Ofsted urged to ditch lesson observations
- Published on Monday, 17 March 2014 09:41
- Written by Govtoday staff
Unreliable lesson observations that normally last less than 20 minutes should be ditched in all routine school inspections as part of a radical set of reforms needed to improve the way schools are inspected in England.
A report by leading thinktank Policy Exchange finds that observing lessons during an inspection, an activity which takes up a considerable amount of time and money, is neither valid not reliable. Research suggests that there is a fifty-fifty chance that the lesson observation does not tally with the actual progress made by pupils in a class.
While Ofsted has told its inspectors not to grade lesson observations, this clarification does not go far enough. In a self improving school system, headteachers should be at the forefront of making judgements as to their school, with the inspectors' role being to scrutinise rather than make judgements themselves without sufficient time and evidence.

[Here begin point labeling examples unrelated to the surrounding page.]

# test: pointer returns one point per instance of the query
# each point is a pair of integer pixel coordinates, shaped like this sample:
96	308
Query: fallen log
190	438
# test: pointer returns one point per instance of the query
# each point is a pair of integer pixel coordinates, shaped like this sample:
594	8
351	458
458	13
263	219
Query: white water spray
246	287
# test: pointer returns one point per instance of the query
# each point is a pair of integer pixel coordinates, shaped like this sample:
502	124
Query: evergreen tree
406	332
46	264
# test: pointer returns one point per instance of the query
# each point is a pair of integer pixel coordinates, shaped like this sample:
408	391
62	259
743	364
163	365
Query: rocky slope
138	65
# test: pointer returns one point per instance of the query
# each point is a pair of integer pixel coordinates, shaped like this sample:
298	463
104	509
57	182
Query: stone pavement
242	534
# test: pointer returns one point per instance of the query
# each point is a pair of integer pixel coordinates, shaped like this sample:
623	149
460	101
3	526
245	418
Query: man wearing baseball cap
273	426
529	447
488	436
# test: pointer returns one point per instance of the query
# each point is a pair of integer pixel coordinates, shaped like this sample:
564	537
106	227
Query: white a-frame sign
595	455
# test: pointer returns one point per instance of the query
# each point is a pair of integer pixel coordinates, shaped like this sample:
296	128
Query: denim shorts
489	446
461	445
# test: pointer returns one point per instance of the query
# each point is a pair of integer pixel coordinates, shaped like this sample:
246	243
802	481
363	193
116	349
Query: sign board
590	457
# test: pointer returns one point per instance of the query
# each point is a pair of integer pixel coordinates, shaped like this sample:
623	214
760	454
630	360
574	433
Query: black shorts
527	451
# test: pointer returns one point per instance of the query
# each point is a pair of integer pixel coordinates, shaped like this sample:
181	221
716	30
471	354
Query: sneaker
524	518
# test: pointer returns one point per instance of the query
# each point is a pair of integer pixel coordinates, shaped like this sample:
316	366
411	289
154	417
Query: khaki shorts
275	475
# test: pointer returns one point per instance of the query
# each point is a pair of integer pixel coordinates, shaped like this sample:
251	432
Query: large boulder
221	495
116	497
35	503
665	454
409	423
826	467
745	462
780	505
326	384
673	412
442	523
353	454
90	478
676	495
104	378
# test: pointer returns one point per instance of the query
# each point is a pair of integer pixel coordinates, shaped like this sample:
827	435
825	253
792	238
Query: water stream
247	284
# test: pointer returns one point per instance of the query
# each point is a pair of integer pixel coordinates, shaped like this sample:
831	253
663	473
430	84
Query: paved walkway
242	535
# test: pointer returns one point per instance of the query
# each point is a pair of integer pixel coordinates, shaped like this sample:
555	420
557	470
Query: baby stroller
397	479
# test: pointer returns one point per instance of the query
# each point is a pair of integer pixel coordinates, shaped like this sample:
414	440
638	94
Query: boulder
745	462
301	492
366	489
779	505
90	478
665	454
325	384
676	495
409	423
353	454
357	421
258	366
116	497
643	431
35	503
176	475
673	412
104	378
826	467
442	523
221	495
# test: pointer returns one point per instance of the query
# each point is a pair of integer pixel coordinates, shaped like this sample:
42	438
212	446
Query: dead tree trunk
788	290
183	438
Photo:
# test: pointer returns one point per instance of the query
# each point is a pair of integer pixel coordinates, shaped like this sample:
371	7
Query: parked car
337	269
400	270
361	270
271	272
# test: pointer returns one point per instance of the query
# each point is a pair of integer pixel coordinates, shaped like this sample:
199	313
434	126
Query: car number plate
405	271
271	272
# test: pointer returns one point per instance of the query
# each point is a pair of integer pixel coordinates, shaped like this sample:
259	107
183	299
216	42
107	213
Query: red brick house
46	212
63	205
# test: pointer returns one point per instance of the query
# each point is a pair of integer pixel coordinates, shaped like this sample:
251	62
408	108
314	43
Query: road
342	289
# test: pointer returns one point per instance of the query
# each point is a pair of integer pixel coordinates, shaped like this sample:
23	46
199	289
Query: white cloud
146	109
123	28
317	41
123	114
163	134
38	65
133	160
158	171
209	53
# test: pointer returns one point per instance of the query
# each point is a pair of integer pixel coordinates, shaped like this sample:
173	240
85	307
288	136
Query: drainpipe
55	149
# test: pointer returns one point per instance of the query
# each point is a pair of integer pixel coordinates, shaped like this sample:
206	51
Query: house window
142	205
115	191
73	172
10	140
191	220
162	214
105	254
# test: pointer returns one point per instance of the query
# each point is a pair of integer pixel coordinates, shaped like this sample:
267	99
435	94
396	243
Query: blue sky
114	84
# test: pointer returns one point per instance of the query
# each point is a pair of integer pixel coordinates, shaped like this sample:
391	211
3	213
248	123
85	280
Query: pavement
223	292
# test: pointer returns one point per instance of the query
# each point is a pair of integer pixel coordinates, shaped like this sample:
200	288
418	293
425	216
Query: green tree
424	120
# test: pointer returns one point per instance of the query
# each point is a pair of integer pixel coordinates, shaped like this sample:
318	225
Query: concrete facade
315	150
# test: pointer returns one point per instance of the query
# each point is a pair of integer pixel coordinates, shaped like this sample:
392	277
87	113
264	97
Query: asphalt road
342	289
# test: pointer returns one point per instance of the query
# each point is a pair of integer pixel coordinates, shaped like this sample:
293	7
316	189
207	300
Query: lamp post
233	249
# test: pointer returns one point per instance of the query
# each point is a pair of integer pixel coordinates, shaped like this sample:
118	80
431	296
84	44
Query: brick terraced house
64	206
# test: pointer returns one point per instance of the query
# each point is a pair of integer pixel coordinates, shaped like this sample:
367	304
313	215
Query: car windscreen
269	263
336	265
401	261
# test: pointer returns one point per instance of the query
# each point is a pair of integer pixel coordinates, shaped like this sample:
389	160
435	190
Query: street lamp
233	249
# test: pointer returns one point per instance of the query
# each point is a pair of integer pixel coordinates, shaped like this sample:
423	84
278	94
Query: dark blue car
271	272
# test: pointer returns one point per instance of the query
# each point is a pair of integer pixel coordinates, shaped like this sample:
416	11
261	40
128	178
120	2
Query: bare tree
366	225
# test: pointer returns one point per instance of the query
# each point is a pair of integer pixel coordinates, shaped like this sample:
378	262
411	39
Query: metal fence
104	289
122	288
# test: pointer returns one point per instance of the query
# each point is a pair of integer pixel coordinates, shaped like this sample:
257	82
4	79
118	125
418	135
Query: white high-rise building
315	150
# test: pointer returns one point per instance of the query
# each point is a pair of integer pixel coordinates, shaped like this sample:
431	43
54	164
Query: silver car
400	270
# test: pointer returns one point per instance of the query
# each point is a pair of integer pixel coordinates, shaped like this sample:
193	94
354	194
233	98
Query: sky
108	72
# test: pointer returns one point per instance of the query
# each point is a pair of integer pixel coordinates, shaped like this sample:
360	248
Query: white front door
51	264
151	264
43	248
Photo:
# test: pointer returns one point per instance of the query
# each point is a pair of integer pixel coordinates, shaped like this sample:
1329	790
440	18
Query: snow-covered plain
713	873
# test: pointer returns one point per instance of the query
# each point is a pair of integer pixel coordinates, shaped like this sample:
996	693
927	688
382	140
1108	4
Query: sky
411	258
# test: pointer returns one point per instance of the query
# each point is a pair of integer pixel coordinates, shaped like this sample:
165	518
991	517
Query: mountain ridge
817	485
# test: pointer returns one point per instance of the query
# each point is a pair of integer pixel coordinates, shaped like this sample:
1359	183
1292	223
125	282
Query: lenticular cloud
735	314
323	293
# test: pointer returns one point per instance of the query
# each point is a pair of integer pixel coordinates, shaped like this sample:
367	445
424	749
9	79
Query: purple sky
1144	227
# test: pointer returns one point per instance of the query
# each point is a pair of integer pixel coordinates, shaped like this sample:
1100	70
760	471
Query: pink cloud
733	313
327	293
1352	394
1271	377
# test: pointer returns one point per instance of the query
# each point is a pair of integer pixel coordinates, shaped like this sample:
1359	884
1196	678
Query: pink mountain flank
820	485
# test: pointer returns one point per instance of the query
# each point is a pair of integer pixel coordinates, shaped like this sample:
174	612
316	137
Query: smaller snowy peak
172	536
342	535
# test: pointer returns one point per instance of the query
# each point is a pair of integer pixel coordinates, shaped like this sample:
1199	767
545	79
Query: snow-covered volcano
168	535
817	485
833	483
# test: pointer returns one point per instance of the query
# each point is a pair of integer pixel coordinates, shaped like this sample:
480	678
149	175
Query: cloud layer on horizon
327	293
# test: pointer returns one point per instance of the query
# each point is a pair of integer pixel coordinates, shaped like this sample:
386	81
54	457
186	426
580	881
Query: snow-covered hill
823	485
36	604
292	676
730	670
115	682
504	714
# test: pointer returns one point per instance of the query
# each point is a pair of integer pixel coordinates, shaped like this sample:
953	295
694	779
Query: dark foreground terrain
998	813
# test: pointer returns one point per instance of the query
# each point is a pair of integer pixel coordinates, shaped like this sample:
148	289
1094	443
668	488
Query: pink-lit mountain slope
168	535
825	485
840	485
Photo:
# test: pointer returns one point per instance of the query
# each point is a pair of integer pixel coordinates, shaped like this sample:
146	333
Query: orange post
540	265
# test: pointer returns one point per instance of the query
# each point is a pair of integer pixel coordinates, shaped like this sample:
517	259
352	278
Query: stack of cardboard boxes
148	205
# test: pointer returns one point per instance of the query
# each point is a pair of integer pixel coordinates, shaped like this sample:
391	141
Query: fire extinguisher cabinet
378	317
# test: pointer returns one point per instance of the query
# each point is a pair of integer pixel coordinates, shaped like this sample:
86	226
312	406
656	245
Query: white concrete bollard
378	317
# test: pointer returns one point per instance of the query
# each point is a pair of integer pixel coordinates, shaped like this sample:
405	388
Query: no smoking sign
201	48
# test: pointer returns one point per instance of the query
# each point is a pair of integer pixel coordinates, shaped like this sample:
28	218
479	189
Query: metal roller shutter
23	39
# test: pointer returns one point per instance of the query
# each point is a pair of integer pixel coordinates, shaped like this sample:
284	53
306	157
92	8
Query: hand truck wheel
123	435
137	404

The report also focuses on the quality of school inspectors. It says that Ofsted should give serious consideration to either abolishing or radically reducing the number of inspectors contracted to private outsourcing companies. Currently three regional contractors employ around 3,000 inspectors, 1,500 of whom carry out school inspections. Ofsted itself directly employs 300-400 inspectors, of whom 150 work in schools.
Many inspectors lack the necessary skills, especially the ability to analyse data, or the experience or specialist knowledge in primary or special needs teaching to make a fair judgement of a fast evolving and increasingly autonomous education system. This leads to schools taking a lowest common denominator approach and making decisions on what Ofsted will understand, not necessarily what is in the best interests of the school.
The report proposes that in future all Ofsted inspectors have relevant and recent teaching experience in the schools they are assessing. It also says that inspectors should have to pass an exam which tests their ability to analyse data and make reliable judgements in order to become accredited.
In order to deal with the fundamental change that is needed to reset the power relationship between schools and the inspectorate, the paper also recommends the introduction of a new two stage inspection process. This would enable Ofsted to focus more of its resources on struggling schools and free up better schools from the bureaucracy of a full inspection where this is not needed as much.
- The first stage would be a 'short inspection' for all schools (including free schools and academies) which would happen once every two years. The school would be inspected on two criteria – an overall graded judgment of outstanding to inadequate and a new combined 'school capability' grade which would assess the school's ability to continue to perform
- The second stage would be a 'tailored inspection' for all schools that fail to achieve a good or outstanding grade in both criteria, as well as schools where a short inspection cannot make a judgement. The resources saved by the two stage model would allow tailored inspections to have on average double time than a normal inspection does at present. This will allow inspectors the time to really understand the school and its data, and explore issues that the school may feel a brief inspection does not cover. A school would receive an overall grade which could also be from outstanding to inadequate.
Jonathan Simons, author of the report, said: "The quality of our schools is critical to the future prospects of this country. That is why we need an independent schools regulator that inspects all schools freely and fairly. But it is also why we must make sure that the school inspection regime is fit for purpose.
"At the moment a team of external observers watching a handful of lessons can make a judgement on the quality of teaching which trumps the view of the school itself. The evidence suggests that when it comes to relying on judgement of a trained Ofsted inspector on how effective a lesson, you would be better off flipping a coin.
"More needs to be done to drive up the quality of inspectors. Heads and teachers must feel confident that the person running their eye over their school is a specialist, preferably with recent teaching experience. Inspectors don't need to be rocket scientists but they must also have the ability to interpret the increasing amounts of data on the performance of schools, and understand the different ways in which schools are now operating. Schools should not be forced to second guess what the inspector coming through the door will be like."